Figure de l’étranger : des urnes aux salles
Depuis les années 1990, la Suisse connaît un durcissement de sa po-li-tique fédérale sur l’immigration. Sans prétendre à un historique exhaustif de la question, rappelons que la population a été invitée à se prononcer sur des objets liés aux étrangers à onze reprises ces quinze dernières années2. Le thème de la migration est donc, au tournant du XXIe siècle, très fortement ancré dans la sphère politique. Les campagnes des différentes votations stigmatisent fortement la figure de l’étranger, particulièrement celle des requérants d’asile. L’aile zurichoise de l’UDC3, qui a fait de l’asile son cheval de bataille, recourt systématiquement à une iconographie (tracts, affiches) et à un matériel filmique (clips) exacerbant le débat public (fig. 1). Alors qu’en Suisse, les personnes directement concernées par le droit d’asile ne représentent que 0,6 % de la population4, les partis d’extrême droite en ont fait un point central de leur politique, entraînant ainsi de nombreuses révisions en votations populaires depuis le début des années 2000 (1999, 2002 et 2006). Par ailleurs, moins d’un an après l’entrée en vigueur des changements préconisés par la votation de septembre 2006 (présentation d’une pièce d’identité durant les 48 premières heures et suppression de l’aide sociale pour les personnes déboutées), la ministre du département de Justice et Police Eveline Widmer-Schlumpf a proposé une nouvelle restriction à l’encontre des requérants passant par les ambassades ainsi que des déserteurs. On assiste donc depuis une dizaine d’années à l’instauration de plusieurs mesures législatives limitatives sur l’asile et à une polarisation des débats politiques liés à la migration.

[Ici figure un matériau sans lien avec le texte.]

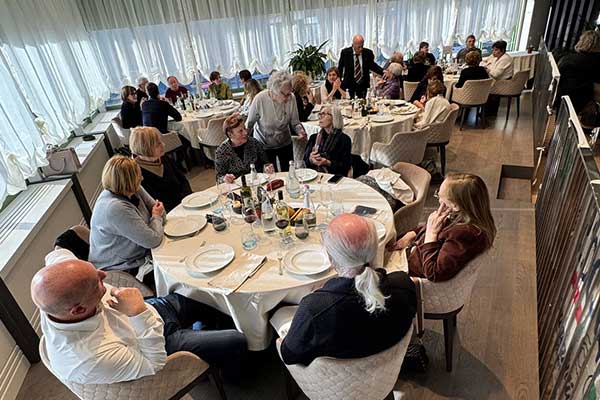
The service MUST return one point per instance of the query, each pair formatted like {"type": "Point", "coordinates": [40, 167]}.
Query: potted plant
{"type": "Point", "coordinates": [308, 58]}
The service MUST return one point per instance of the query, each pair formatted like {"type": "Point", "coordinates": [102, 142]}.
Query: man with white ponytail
{"type": "Point", "coordinates": [361, 312]}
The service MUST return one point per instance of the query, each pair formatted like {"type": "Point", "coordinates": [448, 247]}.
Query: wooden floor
{"type": "Point", "coordinates": [496, 343]}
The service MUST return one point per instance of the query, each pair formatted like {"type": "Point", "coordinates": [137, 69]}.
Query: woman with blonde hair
{"type": "Point", "coordinates": [126, 221]}
{"type": "Point", "coordinates": [460, 229]}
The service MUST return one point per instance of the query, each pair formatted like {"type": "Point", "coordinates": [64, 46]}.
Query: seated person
{"type": "Point", "coordinates": [469, 46]}
{"type": "Point", "coordinates": [131, 113]}
{"type": "Point", "coordinates": [304, 97]}
{"type": "Point", "coordinates": [156, 112]}
{"type": "Point", "coordinates": [126, 221]}
{"type": "Point", "coordinates": [473, 71]}
{"type": "Point", "coordinates": [417, 68]}
{"type": "Point", "coordinates": [434, 106]}
{"type": "Point", "coordinates": [175, 90]}
{"type": "Point", "coordinates": [329, 150]}
{"type": "Point", "coordinates": [434, 73]}
{"type": "Point", "coordinates": [390, 88]}
{"type": "Point", "coordinates": [362, 311]}
{"type": "Point", "coordinates": [99, 334]}
{"type": "Point", "coordinates": [234, 156]}
{"type": "Point", "coordinates": [161, 179]}
{"type": "Point", "coordinates": [332, 87]}
{"type": "Point", "coordinates": [218, 89]}
{"type": "Point", "coordinates": [458, 231]}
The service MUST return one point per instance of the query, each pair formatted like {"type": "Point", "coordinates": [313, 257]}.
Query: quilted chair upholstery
{"type": "Point", "coordinates": [180, 374]}
{"type": "Point", "coordinates": [409, 89]}
{"type": "Point", "coordinates": [404, 146]}
{"type": "Point", "coordinates": [408, 217]}
{"type": "Point", "coordinates": [211, 137]}
{"type": "Point", "coordinates": [510, 88]}
{"type": "Point", "coordinates": [440, 133]}
{"type": "Point", "coordinates": [474, 93]}
{"type": "Point", "coordinates": [367, 378]}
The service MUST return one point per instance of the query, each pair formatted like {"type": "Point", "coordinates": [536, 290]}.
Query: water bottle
{"type": "Point", "coordinates": [293, 184]}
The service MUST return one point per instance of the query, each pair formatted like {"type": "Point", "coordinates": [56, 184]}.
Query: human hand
{"type": "Point", "coordinates": [129, 301]}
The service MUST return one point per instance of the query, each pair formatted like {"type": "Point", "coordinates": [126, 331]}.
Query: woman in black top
{"type": "Point", "coordinates": [304, 98]}
{"type": "Point", "coordinates": [131, 113]}
{"type": "Point", "coordinates": [162, 180]}
{"type": "Point", "coordinates": [473, 71]}
{"type": "Point", "coordinates": [329, 150]}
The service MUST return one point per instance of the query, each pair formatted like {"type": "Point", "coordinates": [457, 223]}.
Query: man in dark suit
{"type": "Point", "coordinates": [355, 65]}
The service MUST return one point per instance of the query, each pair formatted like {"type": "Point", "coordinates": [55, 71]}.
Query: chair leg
{"type": "Point", "coordinates": [449, 341]}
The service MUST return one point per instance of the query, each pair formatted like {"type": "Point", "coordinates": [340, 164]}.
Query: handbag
{"type": "Point", "coordinates": [60, 161]}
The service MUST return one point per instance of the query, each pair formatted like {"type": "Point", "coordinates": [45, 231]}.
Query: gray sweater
{"type": "Point", "coordinates": [122, 234]}
{"type": "Point", "coordinates": [269, 127]}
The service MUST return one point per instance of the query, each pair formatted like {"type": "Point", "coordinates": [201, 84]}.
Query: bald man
{"type": "Point", "coordinates": [355, 65]}
{"type": "Point", "coordinates": [95, 333]}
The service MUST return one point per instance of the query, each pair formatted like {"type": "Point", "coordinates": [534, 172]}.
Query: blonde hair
{"type": "Point", "coordinates": [470, 194]}
{"type": "Point", "coordinates": [589, 42]}
{"type": "Point", "coordinates": [144, 140]}
{"type": "Point", "coordinates": [121, 175]}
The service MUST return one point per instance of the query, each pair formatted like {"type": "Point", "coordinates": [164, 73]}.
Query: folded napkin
{"type": "Point", "coordinates": [390, 182]}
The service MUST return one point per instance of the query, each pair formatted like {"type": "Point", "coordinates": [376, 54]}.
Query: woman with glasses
{"type": "Point", "coordinates": [273, 118]}
{"type": "Point", "coordinates": [458, 231]}
{"type": "Point", "coordinates": [329, 150]}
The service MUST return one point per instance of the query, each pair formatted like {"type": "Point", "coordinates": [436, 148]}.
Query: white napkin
{"type": "Point", "coordinates": [390, 182]}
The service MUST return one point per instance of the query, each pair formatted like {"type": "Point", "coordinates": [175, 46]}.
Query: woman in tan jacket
{"type": "Point", "coordinates": [458, 231]}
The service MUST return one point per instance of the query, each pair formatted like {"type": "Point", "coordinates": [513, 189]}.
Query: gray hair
{"type": "Point", "coordinates": [277, 80]}
{"type": "Point", "coordinates": [351, 256]}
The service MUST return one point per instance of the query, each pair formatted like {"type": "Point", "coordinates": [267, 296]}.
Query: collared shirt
{"type": "Point", "coordinates": [106, 348]}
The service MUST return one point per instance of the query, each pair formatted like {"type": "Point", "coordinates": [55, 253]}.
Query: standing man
{"type": "Point", "coordinates": [355, 65]}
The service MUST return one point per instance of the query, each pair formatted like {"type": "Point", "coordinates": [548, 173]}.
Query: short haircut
{"type": "Point", "coordinates": [144, 140]}
{"type": "Point", "coordinates": [121, 175]}
{"type": "Point", "coordinates": [245, 75]}
{"type": "Point", "coordinates": [500, 45]}
{"type": "Point", "coordinates": [126, 91]}
{"type": "Point", "coordinates": [152, 90]}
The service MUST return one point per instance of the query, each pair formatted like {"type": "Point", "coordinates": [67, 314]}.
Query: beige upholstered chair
{"type": "Point", "coordinates": [211, 137]}
{"type": "Point", "coordinates": [408, 217]}
{"type": "Point", "coordinates": [474, 93]}
{"type": "Point", "coordinates": [444, 300]}
{"type": "Point", "coordinates": [510, 88]}
{"type": "Point", "coordinates": [409, 89]}
{"type": "Point", "coordinates": [367, 378]}
{"type": "Point", "coordinates": [404, 146]}
{"type": "Point", "coordinates": [440, 132]}
{"type": "Point", "coordinates": [180, 374]}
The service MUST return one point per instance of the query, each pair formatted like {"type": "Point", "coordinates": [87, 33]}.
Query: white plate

Le présent article postule l’existence d’un paradoxe dans le traitement filmique de la thématique migratoire : si les politiques débattent âprement de la question de l’asile, la production cinématographique semble quant à elle s’extraire des débats. Les documentaristes auraient pu chercher à contrer la rhétorique raciste des affiches de l’UDC en poursuivant dans la voie tracée par un Peter Ammann (Le Train rouge, 1973)5. Au contraire, ils se démarquent du discours partisan et contrent implicitement les possibles associations faites par le spectateur entre film sur les migrants et film militant. Fernand Melgar revient sur ce choix :
« […] Durant la votation de septembre 2006, les discours allaient dans les extrêmes. D’une part, certains stigmatisaient l’asile en disant que les requérants étaient des voleurs de poules ou des trafiquants de drogue. Et en réaction, d’autres tenaient un discours extrêmement angélique. Entre deux, c’était la terre brûlée. L’idée de La Forteresse était de travailler dans les nuances. […] Je fais un cinéma d’observation. Un cinéma engagé, mais pas militant. »6
On retrouve dans ces propos une volonté générale des cinéastes romands de déplacer cette thématique de la sphère politique vers une sphère artistique, et de légitimer ainsi la présence de tels documentaires dans les salles de cinéma.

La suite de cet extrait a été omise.